Struggle hard and then if you do not succeed, you are not to blame. Let the world praise or blame you. Let all the wealth of the earth come to your feet, or let you be made the poorest on earth. Let death come this moment or hundreds of years hence. Swerve not from the path you have taken. All good thoughts are immortal and go to make Buddhas and Christs.
Do not say we are weak; we can do anything and everything. What can we not do? Everything can be done by us; we all have the same glorious soul, let us believe in it.
By work alone, men may get to where Buddha got largely by meditation or Christ by prayer. Buddha was a working Jnani, Christ was a Bhakta, but the same goal was reached by both of them. Good motives, sincerity, and infinite love can conquer the world. One single soul possessed of these virtues can destroy the dark designs of millions of hypocrites and brutes.
We are ever free if we would only believe it, only have faith enough. You are the soul, free and eternal, ever free, ever blessed. Have faith enough and you will be free in a minute.

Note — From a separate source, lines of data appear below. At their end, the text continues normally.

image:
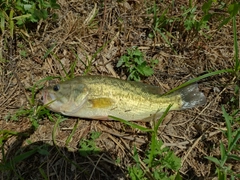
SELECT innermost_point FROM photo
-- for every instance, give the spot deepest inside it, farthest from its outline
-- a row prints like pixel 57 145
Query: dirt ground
pixel 76 36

In Tibet there is no marriage, and there is no jealousy, yet we know that marriage is a much higher state. The Tibetans have not known the wonderful enjoyment, the blessing of chastity, the happiness of having a chaste, virtuous wife, or a chaste, virtuous husband. These people cannot feel that. And similarly they do not feel the intense jealousy of the chaste wife or husband, or the misery caused by unfaithfulness on either side, with all the heart-burnings and sorrows which believers in chastity experience. On one side, the latter gain happiness, but on the other, they suffer misery too.
Just as the body has its progress and decadence, so also has the mind, and, therefore, the mind is not the soul, because the soul can neither decay nor degenerate.
The nearer we are to God, the less we will have occasions to cry or weep. The further we are from God, the more will long faces come. The more we know God, the more misery vanishes.
The sages are often ignorant of physical science, because they read the wrong book-the book within; and the scientists are too often ignorant of religion, because they too read the wrong book-the book outside.
According to the law of nature, wherever there is an awakening of a new and stronger life, there it tries to conquer and take the place of the old and the decaying. Nature favours the dying out of the unfit and the survival of the fittest. The final result of such conflict between the priestly and the other classes has been mentioned already.
There have been two lines of progress in this world-political and religious. In the former the Greeks are everything, the modern political institutions being only the development of the Grecian; in the latter the Hindus are everything.